Last year, during the release of the audited accounts, it was disclosed that there was a $7 billion backlog of unmet dollar demand from investors and currency users. This backlog has cast a shadow over the market and, if not addressed promptly, could further weaken the naira, causing it to experience a continued free fall against the dollar.

Nigeria has been grappling with a prolonged foreign exchange (FX) crisis that has significantly impacted its economic stability. This backlog created an overhang in the market, contributing to the depreciation of the naira against the dollar and causing concerns among investors and the public.

The revelation of such a substantial backlog hinted at deep-seated issues within Nigeria’s foreign exchange system, prompting the need for a comprehensive investigation.

The Deloitte report revealed that a significant portion of the backlog, amounting to $2.4 billion, comprised false claims. In some instances, claimants were unable to provide valid import documents, while in other cases, entities making the claims were found not to exist.

“The result that came out of this was startling in a great respect. We discovered that of the roughly $7 billion, about $2.4 billion had issues, which we believe had no business being there, and the infractions on that ranged from so many things, for example not having valid import documents and in some cases entities that do not exist,” Cardoso said, expressing concern over the shady deals that were unearthed during the audit.

Cardoso revealed that not only did entities that didn’t exist receive allocations, but some entities received more than they initially requested, adding another layer of complexity to the already dire situation. In a startling admission, he stated, “Entities did not exist but got allocations. Entities who asked for FX got more than they asked. Entities that did not ask got allocations.”

The central bank governor said the CBN wrote to the authorized dealer to explain. Sadly, ‘much has not been disputed.’

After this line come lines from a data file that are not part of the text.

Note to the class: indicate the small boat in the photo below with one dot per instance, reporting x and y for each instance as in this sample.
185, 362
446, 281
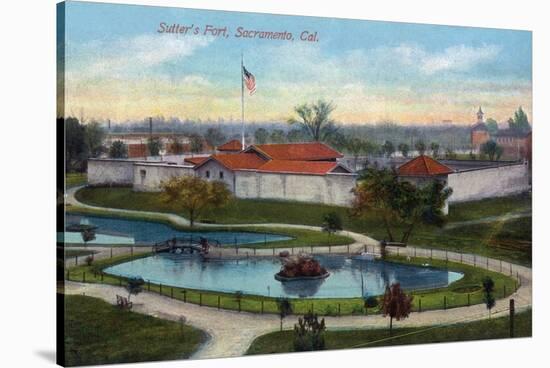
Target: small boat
365, 256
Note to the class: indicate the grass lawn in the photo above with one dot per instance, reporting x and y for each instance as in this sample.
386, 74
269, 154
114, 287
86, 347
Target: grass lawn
466, 291
300, 237
496, 328
71, 253
75, 179
240, 211
99, 333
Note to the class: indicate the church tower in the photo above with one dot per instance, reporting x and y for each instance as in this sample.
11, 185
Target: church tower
479, 133
479, 116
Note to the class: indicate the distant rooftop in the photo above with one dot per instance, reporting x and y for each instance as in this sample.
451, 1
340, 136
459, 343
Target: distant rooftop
231, 146
423, 166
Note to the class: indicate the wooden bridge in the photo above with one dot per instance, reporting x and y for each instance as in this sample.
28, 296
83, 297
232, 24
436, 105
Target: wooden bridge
185, 245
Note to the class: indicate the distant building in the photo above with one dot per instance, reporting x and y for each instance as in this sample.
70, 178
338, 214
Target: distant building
479, 132
233, 146
515, 144
469, 179
307, 172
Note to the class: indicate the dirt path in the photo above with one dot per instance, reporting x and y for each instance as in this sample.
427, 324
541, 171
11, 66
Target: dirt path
231, 333
488, 220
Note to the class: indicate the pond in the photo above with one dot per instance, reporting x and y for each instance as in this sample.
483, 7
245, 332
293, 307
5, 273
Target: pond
112, 230
348, 278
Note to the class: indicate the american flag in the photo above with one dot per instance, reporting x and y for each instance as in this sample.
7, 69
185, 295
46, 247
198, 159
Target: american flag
249, 81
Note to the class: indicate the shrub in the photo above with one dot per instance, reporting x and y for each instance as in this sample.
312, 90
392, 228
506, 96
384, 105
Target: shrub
309, 333
89, 260
371, 302
331, 310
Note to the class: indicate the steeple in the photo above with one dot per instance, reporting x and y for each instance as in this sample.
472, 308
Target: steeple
480, 115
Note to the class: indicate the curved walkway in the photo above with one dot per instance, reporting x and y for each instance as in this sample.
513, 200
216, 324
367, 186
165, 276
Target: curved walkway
361, 241
231, 333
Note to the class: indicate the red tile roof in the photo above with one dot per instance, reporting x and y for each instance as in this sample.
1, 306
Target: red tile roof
231, 146
196, 160
298, 151
238, 161
299, 167
423, 166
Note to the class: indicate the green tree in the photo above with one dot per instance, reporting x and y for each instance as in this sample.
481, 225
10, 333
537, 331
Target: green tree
94, 136
354, 146
88, 235
396, 304
491, 149
118, 150
332, 222
434, 147
375, 192
196, 143
315, 119
422, 205
309, 333
278, 136
488, 297
404, 149
520, 122
176, 145
388, 148
154, 145
420, 146
194, 195
134, 286
214, 137
261, 135
284, 308
492, 126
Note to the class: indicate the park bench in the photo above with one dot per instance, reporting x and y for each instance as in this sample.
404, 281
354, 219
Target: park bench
123, 302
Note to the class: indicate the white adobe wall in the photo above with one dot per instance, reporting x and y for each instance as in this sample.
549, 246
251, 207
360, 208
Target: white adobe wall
214, 168
489, 182
329, 189
110, 172
147, 177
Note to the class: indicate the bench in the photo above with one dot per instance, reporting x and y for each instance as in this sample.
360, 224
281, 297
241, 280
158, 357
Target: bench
123, 302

Despite the alarming irregularities, Cardoso emphasized progress in addressing the FX crisis, revealing that $2.3 billion of the validly executed claims, including those from airlines, have been cleared. However, challenges persist as $2.2 billion of questionable claims remain unresolved. Cardoso expressed confidence in addressing these outstanding issues but admitted, “We have come to the end of the road.”

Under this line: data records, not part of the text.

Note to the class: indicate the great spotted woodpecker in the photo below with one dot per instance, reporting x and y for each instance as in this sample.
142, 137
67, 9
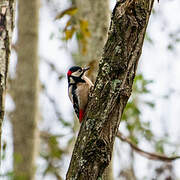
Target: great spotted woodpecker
78, 89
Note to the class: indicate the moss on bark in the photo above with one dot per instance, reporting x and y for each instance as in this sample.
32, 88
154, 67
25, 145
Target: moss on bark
94, 145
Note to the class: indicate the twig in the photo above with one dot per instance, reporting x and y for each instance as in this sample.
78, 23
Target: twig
153, 156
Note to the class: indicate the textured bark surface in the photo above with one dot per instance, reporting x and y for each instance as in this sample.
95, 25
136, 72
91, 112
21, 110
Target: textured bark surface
25, 91
6, 28
98, 23
117, 68
97, 14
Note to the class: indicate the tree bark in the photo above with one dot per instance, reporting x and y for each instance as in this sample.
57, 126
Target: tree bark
97, 14
117, 68
25, 91
6, 29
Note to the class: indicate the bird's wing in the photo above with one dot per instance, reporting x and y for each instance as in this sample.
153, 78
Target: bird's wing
75, 101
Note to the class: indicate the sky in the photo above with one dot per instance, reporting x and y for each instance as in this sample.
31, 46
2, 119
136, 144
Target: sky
156, 63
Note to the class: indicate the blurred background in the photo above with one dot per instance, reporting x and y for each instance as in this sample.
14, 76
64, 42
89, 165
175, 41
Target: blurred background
40, 129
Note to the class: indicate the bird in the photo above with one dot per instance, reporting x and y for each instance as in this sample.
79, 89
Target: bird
78, 89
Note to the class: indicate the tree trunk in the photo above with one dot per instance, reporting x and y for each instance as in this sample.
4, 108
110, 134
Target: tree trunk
117, 68
25, 91
97, 14
6, 28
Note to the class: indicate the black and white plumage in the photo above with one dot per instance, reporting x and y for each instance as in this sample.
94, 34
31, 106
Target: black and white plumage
78, 89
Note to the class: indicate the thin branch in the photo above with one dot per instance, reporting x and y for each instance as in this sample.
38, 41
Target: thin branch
153, 156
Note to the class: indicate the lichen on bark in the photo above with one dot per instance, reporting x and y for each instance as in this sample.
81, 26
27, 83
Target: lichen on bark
6, 28
112, 89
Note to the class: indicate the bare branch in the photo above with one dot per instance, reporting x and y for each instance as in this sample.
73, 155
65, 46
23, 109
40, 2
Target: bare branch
153, 156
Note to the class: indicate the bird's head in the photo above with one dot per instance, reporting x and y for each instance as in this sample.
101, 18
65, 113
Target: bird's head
75, 74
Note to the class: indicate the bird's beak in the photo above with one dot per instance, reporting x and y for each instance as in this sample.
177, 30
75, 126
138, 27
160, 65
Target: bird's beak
85, 69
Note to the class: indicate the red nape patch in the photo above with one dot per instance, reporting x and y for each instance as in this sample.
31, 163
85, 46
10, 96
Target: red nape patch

The revelation of these irregularities has added to the existing pressure on the naira, with concerns over its undervaluation. Cardoso stated that the naira remains undervalued, and emphasized the need for comprehensive measures to stabilize the currency.

The audit report raises concerns about the integrity of the foreign exchange system and the need for stricter oversight to prevent such incidents in the future. The implications of these invalid claims are severe, as they contribute to the existing pressure on the naira and exacerbate the challenges faced by the Nigerian economy.

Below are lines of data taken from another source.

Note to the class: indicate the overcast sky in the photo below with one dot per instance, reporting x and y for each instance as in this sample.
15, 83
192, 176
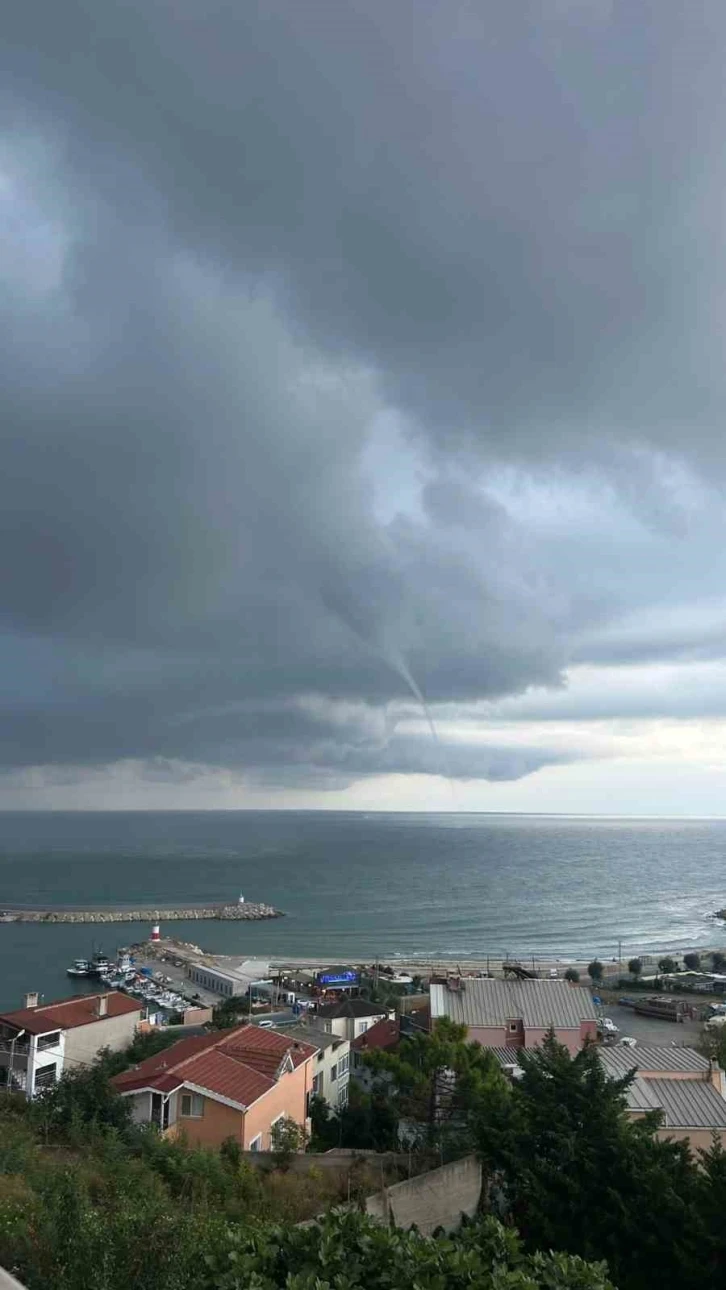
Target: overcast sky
364, 404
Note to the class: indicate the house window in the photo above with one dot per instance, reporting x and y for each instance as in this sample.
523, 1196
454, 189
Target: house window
48, 1040
192, 1106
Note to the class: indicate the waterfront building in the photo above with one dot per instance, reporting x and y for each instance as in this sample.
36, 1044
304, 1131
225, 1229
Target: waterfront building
350, 1017
40, 1041
332, 1062
516, 1013
685, 1086
382, 1036
231, 1084
232, 981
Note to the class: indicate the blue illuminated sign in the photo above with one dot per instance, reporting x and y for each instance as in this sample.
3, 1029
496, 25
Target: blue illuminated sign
338, 978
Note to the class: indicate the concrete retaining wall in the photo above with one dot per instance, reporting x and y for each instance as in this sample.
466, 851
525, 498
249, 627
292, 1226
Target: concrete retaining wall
437, 1199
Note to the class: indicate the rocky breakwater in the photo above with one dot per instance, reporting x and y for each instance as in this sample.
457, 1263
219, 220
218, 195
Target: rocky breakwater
237, 912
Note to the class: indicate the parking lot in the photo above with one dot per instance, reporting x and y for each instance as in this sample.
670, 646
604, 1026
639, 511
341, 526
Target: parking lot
653, 1030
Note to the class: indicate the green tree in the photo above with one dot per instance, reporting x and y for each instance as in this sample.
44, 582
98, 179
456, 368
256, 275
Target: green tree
368, 1122
142, 1046
437, 1081
80, 1103
286, 1138
577, 1174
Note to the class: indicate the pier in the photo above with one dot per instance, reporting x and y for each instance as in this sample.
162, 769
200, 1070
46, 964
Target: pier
239, 911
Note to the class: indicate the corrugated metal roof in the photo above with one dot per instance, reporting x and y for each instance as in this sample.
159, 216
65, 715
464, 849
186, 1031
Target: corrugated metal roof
620, 1059
539, 1004
506, 1057
350, 1008
686, 1103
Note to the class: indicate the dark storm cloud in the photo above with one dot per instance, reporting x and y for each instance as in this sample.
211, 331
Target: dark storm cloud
240, 238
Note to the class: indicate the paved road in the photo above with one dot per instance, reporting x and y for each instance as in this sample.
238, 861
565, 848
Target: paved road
653, 1030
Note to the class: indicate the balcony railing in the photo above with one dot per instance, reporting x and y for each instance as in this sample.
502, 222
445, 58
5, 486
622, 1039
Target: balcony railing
8, 1282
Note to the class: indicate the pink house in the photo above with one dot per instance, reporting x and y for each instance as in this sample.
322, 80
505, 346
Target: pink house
516, 1013
230, 1084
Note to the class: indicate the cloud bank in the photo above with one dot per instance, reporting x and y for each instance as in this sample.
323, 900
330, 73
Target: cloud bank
355, 356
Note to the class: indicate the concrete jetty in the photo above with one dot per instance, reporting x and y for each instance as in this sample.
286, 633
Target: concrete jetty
241, 911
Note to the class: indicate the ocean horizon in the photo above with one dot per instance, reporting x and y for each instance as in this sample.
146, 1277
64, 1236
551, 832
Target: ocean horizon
363, 884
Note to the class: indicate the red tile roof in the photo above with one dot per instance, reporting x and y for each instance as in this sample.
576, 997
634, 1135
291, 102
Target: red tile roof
66, 1014
382, 1035
240, 1064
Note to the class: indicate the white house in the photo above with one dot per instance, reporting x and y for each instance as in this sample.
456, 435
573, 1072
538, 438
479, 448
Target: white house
39, 1042
332, 1066
348, 1017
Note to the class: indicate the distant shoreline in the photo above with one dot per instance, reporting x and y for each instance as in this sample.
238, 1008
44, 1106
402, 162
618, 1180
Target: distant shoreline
422, 966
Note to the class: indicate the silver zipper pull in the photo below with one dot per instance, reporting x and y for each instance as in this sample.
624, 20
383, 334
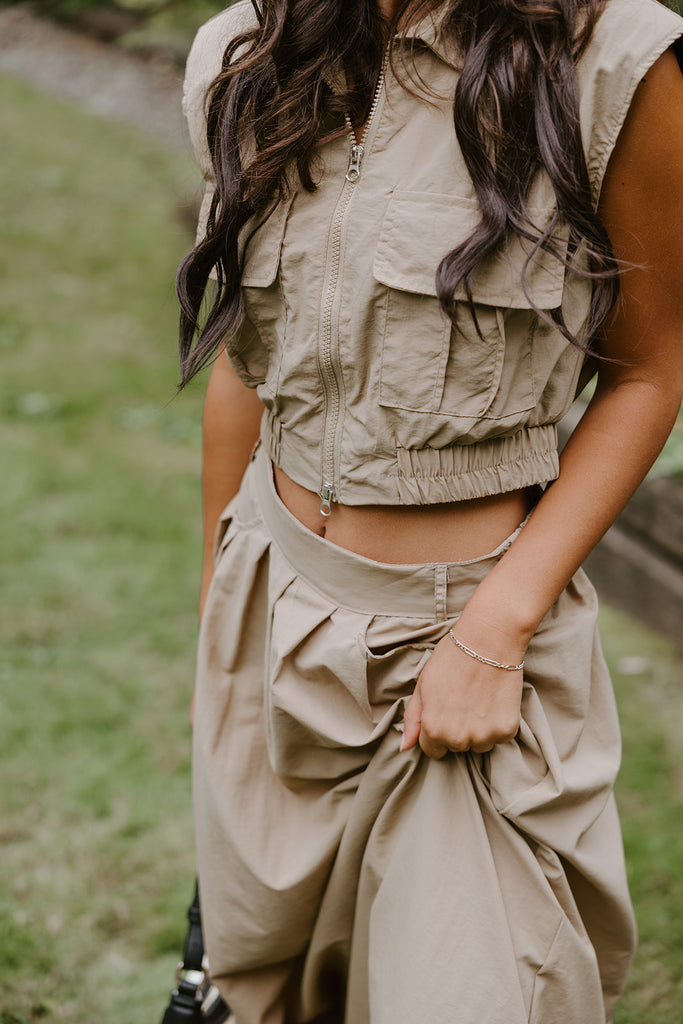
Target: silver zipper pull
328, 496
355, 156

Investors and currency users are now closely monitoring the central bank’s response to address the backlog and restore confidence in the foreign exchange market.

Anti-graft advocates said the uncovering of these false claims denotes the urgency for regulatory reforms and enhanced transparency within Nigeria’s financial system. Stakeholders are calling for accountability and swift actions to rectify the situation, ensuring the stability of the currency and fostering a transparent economic environment.

However, Cardoso expressed optimism about the future, assuring that the naira would stabilize. He said the CBN is confident that the issues will be addressed, assuring that the naira will stabilize. The assurance from the central bank governor aims to instill confidence in investors and the public, signaling a commitment to resolving the lingering FX crisis.